Mutluluk biz nerede istersek orada var

Zeynep Macit’in yazıp resimlediği, VakıfBank Kültür Yayınları etiketiyle yayımlanan “Küçük Ama Değil”, çocuklara farklı olmanın güzelliğini ve sade anlarda saklı mutluluğu keşfetmeyi anlatıyor. Macit, “Çocuklara iyi hissetmeyi, mutluluğu tek bir değişkene bağlamanın hayal kırıklığı oluşturabileceğini söylemeye çalışıyorum. Mutluluk biz nerede istersek orada var çünkü. Kendini olduğundan daha da küçük hisseden miniklere yapabilecekleri çok şey olduğunu hissettirmek hedeflerimden birisi” ifadelerini kullanıyor.

Zeynep Macit’in yazıp resimlediği “Küçük Ama Değil” VakıfBank Kültür Yayınları etiketiyle yayımlandı.

Etrafına bak! Herkes ne kadar farklı birbirinden.

Kimisi gölde taş sektirmeyi severken, kimisinin komik şapkaları göze çarpıyor. Bazıları kedi beslemeyi seviyor. Bazıları da küçük boyuyla büyük sandalyelerden düşüyor.

Hayatta hepsine yer var.

Sana ve bana da…

Bu kitapta kahramanımız Mini Mi çok önemli bir sorunun peşine düşüyor: Nasıl mutlu oluruz? Mutluluk bir hedef midir? Her biri birbirinden farklı minik insanların yaşadığı bir dünyada, Mini Mi adında küçük bir kahraman “mutluluk” kavramının peşine düşüyor. Zeynep Macit’in yazıp resimlediği, VakıfBank Kültür Yayınları etiketiyle yayımlanan “Küçük Ama Değil”, çocuklara farklı olmanın güzelliğini ve sade anlarda saklı mutluluğu keşfetmeyi anlatıyor.

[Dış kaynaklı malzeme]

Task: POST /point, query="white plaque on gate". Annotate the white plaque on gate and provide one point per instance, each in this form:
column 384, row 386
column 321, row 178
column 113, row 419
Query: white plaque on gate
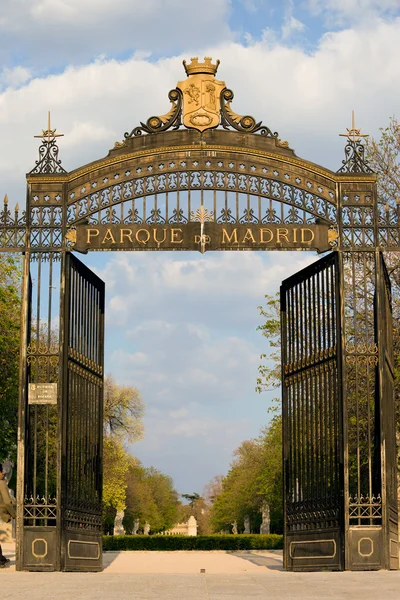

Kendini küçük hisseden miniklere umut olmak istiyorum

Aslında bu hikâyeyi ben önce resimleriyle yazmıştım. Önce karakterleri oluşturmuştum, yaptığım resimlerin kenarına köşesine bir küçük insan ekleyip duruyordum. Böylece aklımda sürekli yer eden bir dünya haline geldi. Sonra onların büyük ağacı, sonra da aralarından bir miniğin yaşadığı problem doğdu. Bu bir farklı olma hikâyesi yine, belki çok duyduğumuz, ama soyut bir kavramın peşinden gitmek bence bu kitabı ayırıyor.

Küçükken elle tutulur bir şeyler bir anda değişirse daha iyi hissedeceğimi düşündüğüm çok an hatırlıyorum. Mutlu hissetmenin daha karmaşık ya da daha şıp diye olabileceğini gün geçtikçe daha çok tecrübe ediyorum. Bu yüzden çocuklara aslında iyi hissetmeyi, mutluluğu tek bir değişkene bağlamanın hayal kırıklığı oluşturabileceğini söylemeye çalışıyorum diyebilirim. Mutluluk biz nerede istersek orada var çünkü.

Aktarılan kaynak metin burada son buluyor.